Controller A initiates a transfer of radar identification to controller B before the aircraft enters controller B's airspace. Controller B accepts the transfer of radar identification before the aircraft enters his/her airspace. Controller B, traffic permitting, then initiates a transfer of radar identification to controller C before the aircraft enters controller C's airspace. Controller A transfers aircraft communications to controller C before the aircraft enters controller C's airspace and after observing that controller C has accepted the transfer of radar identification.

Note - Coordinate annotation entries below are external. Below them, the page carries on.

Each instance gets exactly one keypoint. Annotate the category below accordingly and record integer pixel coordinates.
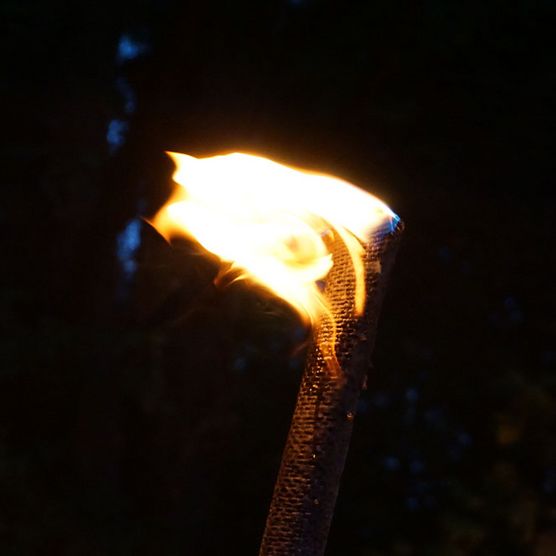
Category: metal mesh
(317, 444)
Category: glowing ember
(271, 222)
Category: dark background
(142, 411)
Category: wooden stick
(316, 448)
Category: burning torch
(326, 247)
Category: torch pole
(316, 448)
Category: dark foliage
(143, 411)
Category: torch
(326, 247)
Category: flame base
(316, 448)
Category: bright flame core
(271, 222)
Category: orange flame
(270, 222)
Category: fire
(271, 222)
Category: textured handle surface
(316, 448)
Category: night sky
(143, 410)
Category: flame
(271, 222)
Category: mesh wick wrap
(316, 448)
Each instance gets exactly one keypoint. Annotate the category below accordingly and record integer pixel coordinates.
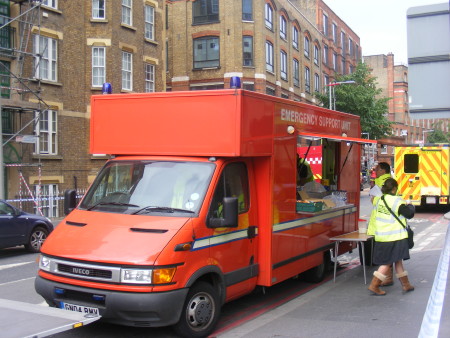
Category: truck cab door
(235, 252)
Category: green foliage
(362, 99)
(437, 135)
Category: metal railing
(48, 206)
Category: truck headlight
(137, 276)
(44, 263)
(147, 276)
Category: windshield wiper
(112, 203)
(161, 209)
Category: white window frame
(127, 12)
(325, 54)
(335, 62)
(206, 52)
(307, 80)
(283, 65)
(247, 4)
(268, 15)
(295, 37)
(325, 24)
(46, 58)
(334, 32)
(98, 66)
(316, 55)
(316, 83)
(127, 71)
(296, 72)
(46, 131)
(149, 70)
(306, 46)
(149, 14)
(48, 202)
(283, 27)
(247, 50)
(98, 6)
(269, 57)
(50, 3)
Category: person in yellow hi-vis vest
(391, 237)
(382, 172)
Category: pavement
(345, 308)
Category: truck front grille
(85, 272)
(100, 273)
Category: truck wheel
(37, 238)
(317, 274)
(200, 312)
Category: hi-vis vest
(386, 228)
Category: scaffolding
(20, 90)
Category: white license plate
(82, 309)
(431, 200)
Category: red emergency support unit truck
(197, 207)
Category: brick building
(55, 55)
(290, 49)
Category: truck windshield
(147, 187)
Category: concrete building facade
(428, 34)
(393, 80)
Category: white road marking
(8, 266)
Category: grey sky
(380, 24)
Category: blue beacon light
(235, 82)
(106, 88)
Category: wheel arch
(212, 275)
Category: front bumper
(125, 308)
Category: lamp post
(331, 92)
(423, 134)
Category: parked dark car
(21, 228)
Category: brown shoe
(389, 278)
(403, 277)
(374, 286)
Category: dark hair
(389, 185)
(385, 166)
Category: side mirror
(70, 201)
(230, 213)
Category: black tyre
(317, 274)
(36, 239)
(200, 313)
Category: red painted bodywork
(228, 125)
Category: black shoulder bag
(407, 227)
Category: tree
(437, 135)
(362, 99)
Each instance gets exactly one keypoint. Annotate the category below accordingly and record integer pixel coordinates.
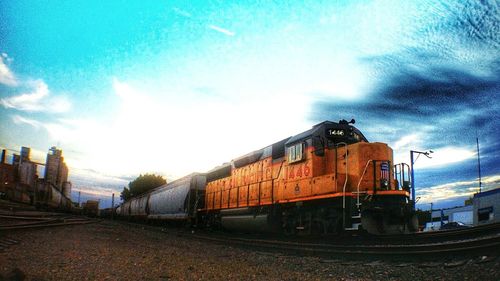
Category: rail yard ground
(111, 250)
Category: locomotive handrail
(361, 178)
(345, 182)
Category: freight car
(324, 180)
(177, 200)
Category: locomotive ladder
(356, 217)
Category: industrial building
(21, 183)
(487, 207)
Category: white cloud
(6, 75)
(17, 119)
(181, 12)
(456, 189)
(445, 155)
(221, 30)
(407, 140)
(38, 100)
(174, 136)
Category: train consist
(325, 180)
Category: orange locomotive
(324, 180)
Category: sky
(171, 87)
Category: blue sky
(171, 87)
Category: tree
(140, 185)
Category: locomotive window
(296, 153)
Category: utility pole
(478, 162)
(112, 205)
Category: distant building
(56, 171)
(463, 214)
(487, 207)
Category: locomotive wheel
(374, 224)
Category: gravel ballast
(111, 250)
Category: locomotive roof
(319, 130)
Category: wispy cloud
(17, 119)
(456, 189)
(38, 100)
(6, 75)
(221, 30)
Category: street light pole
(412, 161)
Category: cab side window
(295, 152)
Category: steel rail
(15, 227)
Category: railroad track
(39, 220)
(478, 241)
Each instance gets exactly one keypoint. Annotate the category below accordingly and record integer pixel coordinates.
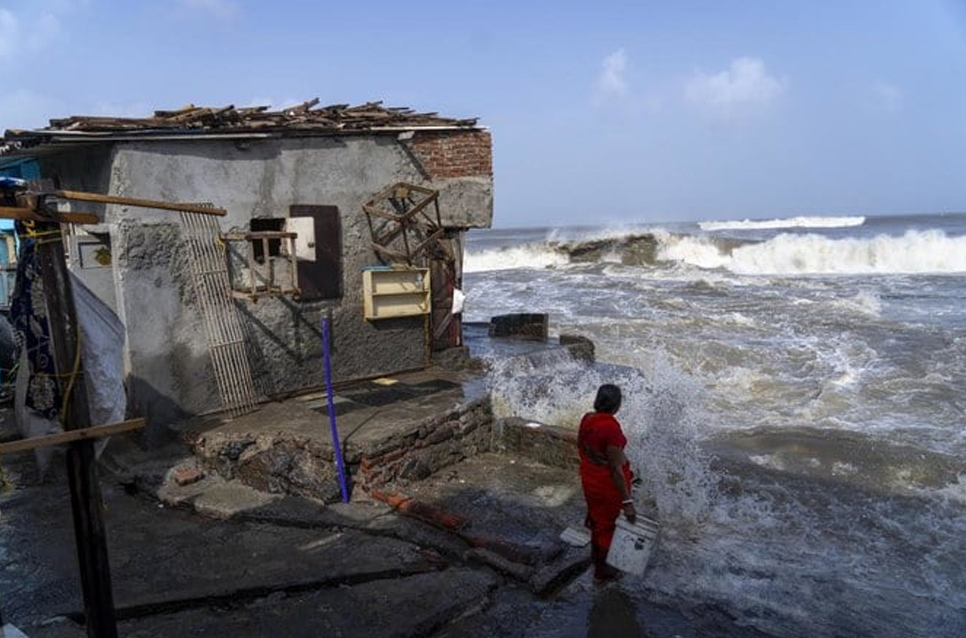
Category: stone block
(520, 325)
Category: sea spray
(662, 423)
(660, 415)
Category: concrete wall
(167, 351)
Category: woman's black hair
(608, 399)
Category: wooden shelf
(396, 293)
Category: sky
(601, 112)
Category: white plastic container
(632, 545)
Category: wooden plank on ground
(95, 432)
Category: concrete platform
(237, 529)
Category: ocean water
(795, 398)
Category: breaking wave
(791, 222)
(915, 252)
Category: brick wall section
(454, 153)
(547, 444)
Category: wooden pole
(81, 196)
(85, 489)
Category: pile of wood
(307, 116)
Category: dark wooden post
(85, 489)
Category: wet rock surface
(472, 549)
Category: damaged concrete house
(354, 216)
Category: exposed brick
(454, 153)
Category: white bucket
(633, 544)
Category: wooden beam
(27, 214)
(143, 203)
(94, 432)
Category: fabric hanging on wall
(28, 312)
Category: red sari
(598, 431)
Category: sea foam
(791, 222)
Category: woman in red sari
(605, 475)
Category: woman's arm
(616, 461)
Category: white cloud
(890, 95)
(37, 26)
(745, 84)
(22, 109)
(612, 81)
(221, 9)
(8, 33)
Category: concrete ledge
(547, 444)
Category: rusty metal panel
(321, 278)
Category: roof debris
(307, 117)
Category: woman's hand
(630, 513)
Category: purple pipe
(335, 431)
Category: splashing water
(660, 414)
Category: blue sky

  1. Transfer of radar identification and altitude control:

EXAMPLE-

  1. Controller A initiates a transfer of radar identification to controller B; controller B accepts the transfer. Controller B amends either the interim or assigned altitude in the data block to an altitude within his/her altitude stratum as prescribed in a facility directive. Controller B initiates a transfer of radar identification to controller C before the aircraft enters controller C's airspace. Controller A, after observing controller B initiate a transfer of radar identification to controller C, clears the aircraft to the altitude displayed in the data block by controller B. Controller A, after observing that controller C has accepted the transfer of radar identification, transfers aircraft communication to controller C before the aircraft enters controller C's airspace.
  2. Controller C may clear the aircraft to the altitude displayed by controller B if so established in a facility AIT directive.
  1. The following is an example of a precoordinated AIT procedure which might be written in a facility directive:

EXAMPLE-

The following procedure is established for implementation under the (AIT) process and is agreed to by the South and East areas. Aircraft departing ELP via J26 to ROW requesting FL 280 or above must be handled as follows:
(a) Sector 20 must clear the aircraft to FL 270 within its airspace and then initiate a transfer of radar identification to sector 63.
(b) Sector 63 must accept the transfer of radar identification then display either an assigned or interim altitude in the data block.
(c) Sector 63 must then initiate a transfer of radar identification to sector 23 before the aircraft enters sector 23's airspace.
(d) Sector 20, after observing the assigned/interim altitude displayed in the data block and that a transfer of radar identification has been initiated to sector 23, must then clear the aircraft to the appropriate altitude.
(e) Sector 20 must transfer communications of the aircraft to sector 23 before the aircraft enters sector 23's airspace and after observing sector 23's acceptance of the transfer or radar identification.

  1. Due to system design, the transfer of data stored in the fourth line of the ERAM FDB will not be displayed to the controller when operating on the backup system in EBUS only mode.
  1. When switching from the primary system to either mode of the backup system, ensure that the interfacility ERAM fourth line data transfer is disabled.
  2. When notified that an adjacent facility has transitioned from their primary system to either mode of the backup system, ensure that the interfacility ERAM fourth line data transfer to that facility is disabled.
  3. After successfully completing the transition back to the primary system, coordinate a time to enable interfacility ERAM fourth line data transfer.
  4. The air traffic manager must ensure that these procedures are incorporated into a Standard Operating Procedure.